For a very long time the diamond business was considered one of the bloodiest industries in the world. It caused various civil wars in Africa, murdered thousands if not millions of people, and left the Central African Republic in ruins. In order to stop the massacre or at least try to reduce it, the United Nations started the Kimberley Process (KP) that imposes extensive requirements on its members to enable them to certify shipments of rough diamonds as “conflict-free” and prevent conflict diamonds from entering the legitimate trade.

According to its official website, the KP has 54 participants, representing 81 countries, with the European Union and its member states counting as a single participant. KP members account for about 99.8% of the global production of rough diamonds. In 2012, the world celebrated 10 years of the existence of the organization, but the issue of blood diamonds was still prevalent. Seven years later, members of the World Diamond Council are still pushing for the pending conclusion of the KP’s review and reform process, and the related call regarding the strengthening of the scope of the Kimberley Process Certification Scheme (KPCS).

Now we are observing the creation of another bloody industry, this time related to energy sector. It is not a secret that where the big money is, more problems emerge.

To prove this theory, we just have to look at the Middle East. Since the beginning of the 21st century, there have been more than 20 conflicts. In 2013, Jeff D Colgan of the Harvard Kennedy School published a study in which he outlined that “oil is a leading cause of war”: Between one-quarter and one-half of interstate wars since 1973 have been linked to oil. It is important to say it out loud because otherwise we will not be able to avoid such wars in the future or craft intelligent foreign policy.

There are multiple ways the oil industry can enhance conflicts: competition over shipping lanes and pipelines, oil-related terrorism, and resource scarcity in consumer states are all potential sources of international conflict.

If we look at the current conflicts, we will see that there are two bands fighting for completely opposite objectives: on the one side we have a country that is trying to move global oil production away from traditional suppliers in the Middle East toward North America and new suppliers of conventional oil, such as Africa; on the other side we are observing how the Organization of the Petroleum Exporting Countries (OPEC) is trying to keep propping up oil prices.

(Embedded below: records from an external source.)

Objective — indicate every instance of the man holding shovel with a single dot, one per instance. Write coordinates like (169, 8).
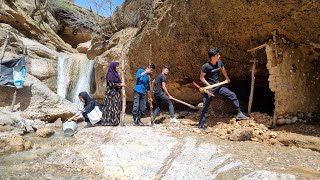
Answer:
(210, 75)
(161, 94)
(139, 96)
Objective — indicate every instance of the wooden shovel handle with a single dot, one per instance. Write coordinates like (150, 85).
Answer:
(204, 90)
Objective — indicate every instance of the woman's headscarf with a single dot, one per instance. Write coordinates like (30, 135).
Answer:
(86, 97)
(112, 74)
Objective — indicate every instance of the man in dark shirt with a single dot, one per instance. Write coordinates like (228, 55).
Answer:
(210, 75)
(139, 96)
(161, 94)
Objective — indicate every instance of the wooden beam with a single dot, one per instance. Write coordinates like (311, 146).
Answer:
(257, 48)
(4, 49)
(252, 85)
(274, 33)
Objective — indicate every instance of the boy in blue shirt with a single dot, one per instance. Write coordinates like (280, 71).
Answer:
(139, 96)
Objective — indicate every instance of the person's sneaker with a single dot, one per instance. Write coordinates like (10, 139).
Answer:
(241, 116)
(201, 126)
(88, 125)
(174, 120)
(135, 122)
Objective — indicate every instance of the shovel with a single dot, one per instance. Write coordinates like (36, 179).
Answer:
(187, 104)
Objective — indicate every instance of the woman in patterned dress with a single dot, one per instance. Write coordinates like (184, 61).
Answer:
(112, 100)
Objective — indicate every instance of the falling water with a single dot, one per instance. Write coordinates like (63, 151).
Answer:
(63, 80)
(74, 75)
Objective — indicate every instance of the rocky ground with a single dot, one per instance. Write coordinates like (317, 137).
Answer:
(167, 151)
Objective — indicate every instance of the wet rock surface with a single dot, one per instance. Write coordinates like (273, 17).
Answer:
(165, 151)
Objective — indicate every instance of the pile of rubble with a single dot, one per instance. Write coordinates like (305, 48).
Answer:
(246, 130)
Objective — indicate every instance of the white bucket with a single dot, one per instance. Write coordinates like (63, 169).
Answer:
(69, 127)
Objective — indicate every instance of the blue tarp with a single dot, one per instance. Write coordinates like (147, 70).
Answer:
(13, 72)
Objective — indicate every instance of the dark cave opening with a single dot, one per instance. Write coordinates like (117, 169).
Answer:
(263, 97)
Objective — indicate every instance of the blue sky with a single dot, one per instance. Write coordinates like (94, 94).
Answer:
(87, 4)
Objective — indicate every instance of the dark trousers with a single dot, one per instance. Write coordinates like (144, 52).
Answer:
(221, 91)
(160, 98)
(139, 105)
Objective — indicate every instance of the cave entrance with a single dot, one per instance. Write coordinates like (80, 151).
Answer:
(263, 97)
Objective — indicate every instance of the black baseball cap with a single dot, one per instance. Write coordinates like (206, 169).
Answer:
(166, 67)
(213, 51)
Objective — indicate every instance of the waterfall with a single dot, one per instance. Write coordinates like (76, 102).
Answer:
(75, 73)
(63, 80)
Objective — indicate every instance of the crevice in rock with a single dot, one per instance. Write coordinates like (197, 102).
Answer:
(169, 160)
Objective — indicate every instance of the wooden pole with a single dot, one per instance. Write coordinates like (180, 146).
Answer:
(14, 99)
(4, 49)
(252, 85)
(150, 103)
(123, 90)
(257, 48)
(274, 33)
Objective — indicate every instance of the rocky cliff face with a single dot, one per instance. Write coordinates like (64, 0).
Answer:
(180, 32)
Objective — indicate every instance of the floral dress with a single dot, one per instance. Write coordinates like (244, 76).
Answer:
(112, 104)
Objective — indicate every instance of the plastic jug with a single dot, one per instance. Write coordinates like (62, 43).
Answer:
(19, 77)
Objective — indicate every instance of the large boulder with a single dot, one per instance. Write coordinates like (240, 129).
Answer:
(13, 143)
(37, 101)
(42, 62)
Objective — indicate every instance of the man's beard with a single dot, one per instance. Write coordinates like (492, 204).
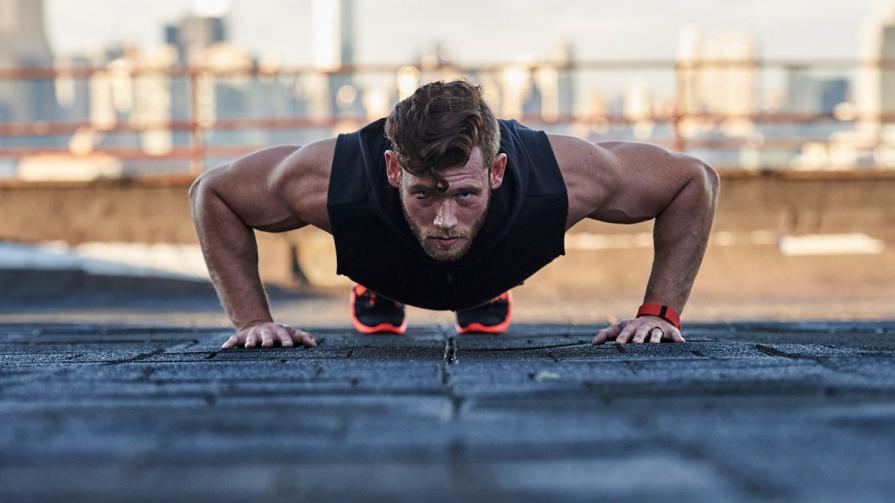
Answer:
(425, 239)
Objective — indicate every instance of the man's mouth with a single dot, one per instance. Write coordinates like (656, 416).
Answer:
(445, 242)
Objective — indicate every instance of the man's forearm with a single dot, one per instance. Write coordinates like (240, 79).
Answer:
(680, 237)
(231, 254)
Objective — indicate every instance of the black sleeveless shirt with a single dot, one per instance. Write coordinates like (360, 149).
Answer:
(522, 232)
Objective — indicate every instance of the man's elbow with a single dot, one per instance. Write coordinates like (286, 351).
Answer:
(201, 187)
(706, 177)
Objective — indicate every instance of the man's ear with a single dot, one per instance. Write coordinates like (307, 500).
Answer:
(497, 171)
(392, 168)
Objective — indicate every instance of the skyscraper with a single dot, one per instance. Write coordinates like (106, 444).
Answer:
(23, 43)
(334, 49)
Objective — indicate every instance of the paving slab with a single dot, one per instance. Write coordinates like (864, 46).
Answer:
(743, 411)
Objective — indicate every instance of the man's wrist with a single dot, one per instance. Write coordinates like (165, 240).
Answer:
(249, 324)
(663, 311)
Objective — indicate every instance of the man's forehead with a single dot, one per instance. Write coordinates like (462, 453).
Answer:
(471, 170)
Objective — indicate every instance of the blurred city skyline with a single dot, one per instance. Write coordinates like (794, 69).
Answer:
(474, 31)
(710, 87)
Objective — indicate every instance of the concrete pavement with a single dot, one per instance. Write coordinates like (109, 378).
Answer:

In the first band, there is an effort to push oil prices down by considering easing sanctions on Iran and by increasing its crude-oil inventories.

For example, the American Petroleum Institute (API) reported an increase of 4.1 million barrels of crude-oil inventories for the week ending October 4, and the US Energy Information Administration (EIA) reported an increase of 2.9 million barrels. In this context, it shouldn’t be a surprise that the EIA is expecting lower crude-oil prices in the fourth quarter of 2019 and in 2020 despite tighter global balances. To be more precise, the EIA forecasts that Brent spot prices will average US$59 a barrel in the fourth quarter of 2019 and then fall to $57 by the second quarter of 2020.

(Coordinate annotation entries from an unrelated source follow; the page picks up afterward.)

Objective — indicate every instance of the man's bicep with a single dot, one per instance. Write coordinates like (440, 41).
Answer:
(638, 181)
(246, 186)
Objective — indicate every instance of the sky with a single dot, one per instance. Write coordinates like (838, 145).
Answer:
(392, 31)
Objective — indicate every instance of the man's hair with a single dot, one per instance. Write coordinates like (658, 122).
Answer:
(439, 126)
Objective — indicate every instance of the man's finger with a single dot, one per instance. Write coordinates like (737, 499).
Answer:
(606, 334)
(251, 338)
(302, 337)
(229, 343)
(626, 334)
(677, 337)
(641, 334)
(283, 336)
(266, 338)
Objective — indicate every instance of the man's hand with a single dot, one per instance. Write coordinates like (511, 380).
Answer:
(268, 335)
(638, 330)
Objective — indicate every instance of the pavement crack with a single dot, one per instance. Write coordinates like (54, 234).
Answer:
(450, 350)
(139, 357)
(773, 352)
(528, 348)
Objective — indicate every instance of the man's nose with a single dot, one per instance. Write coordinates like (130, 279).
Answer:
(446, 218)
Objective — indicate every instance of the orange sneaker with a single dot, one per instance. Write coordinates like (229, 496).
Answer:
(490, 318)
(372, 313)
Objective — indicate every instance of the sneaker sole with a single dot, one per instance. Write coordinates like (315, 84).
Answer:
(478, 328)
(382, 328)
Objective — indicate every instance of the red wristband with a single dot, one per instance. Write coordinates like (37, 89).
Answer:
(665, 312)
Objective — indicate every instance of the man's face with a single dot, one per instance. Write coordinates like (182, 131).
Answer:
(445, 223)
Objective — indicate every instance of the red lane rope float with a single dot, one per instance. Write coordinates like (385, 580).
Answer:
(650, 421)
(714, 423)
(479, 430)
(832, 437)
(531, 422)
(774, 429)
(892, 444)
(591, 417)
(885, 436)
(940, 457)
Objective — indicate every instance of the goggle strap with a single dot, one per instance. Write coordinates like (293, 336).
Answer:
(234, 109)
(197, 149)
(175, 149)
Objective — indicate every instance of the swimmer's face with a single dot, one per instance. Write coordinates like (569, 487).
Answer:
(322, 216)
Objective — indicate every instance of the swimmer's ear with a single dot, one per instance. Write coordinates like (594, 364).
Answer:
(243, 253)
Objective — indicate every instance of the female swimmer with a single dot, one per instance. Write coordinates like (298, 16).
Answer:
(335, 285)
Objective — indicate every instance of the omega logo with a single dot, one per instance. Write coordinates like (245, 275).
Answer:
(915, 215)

Meanwhile, the second band is cutting supplies to push oil prices up. On Tuesday, OPEC secretary general Mohammad Barkindo said deeper output cuts were an option. He said OPEC would do what it could with allied producers to sustain oil-market stability beyond 2020. In conclusion, OPEC, Russia and other producers have agreed to cut oil output by 1.2 million barrels per day until March 2020. Military action in Syria also helped WTI crude oil prices to increase by more than 4,6% in just three days.

To summarize, the future of the energy industry and, in particular, oil prices depends not so much on supply and demand but on the winning party of the above-mentioned competing bands. The most interesting fact is that the US has more instruments to keep oil prices down. These include oil-production growth, sanctions against OPEC members, besides Venezuela and Iran, trade disputes, and shrinking demand for oil.

Curiously, the iShares MSCI Global Metals & Mining Producers ETF (PICK), which tracks the investment results of an index composed of global equities of companies primarily engaged in mining, extraction or production of diversified metals, excluding gold and silver, has a positive correlation with crude-oil prices, in this case Brent, and an inverse relationship with gold prices.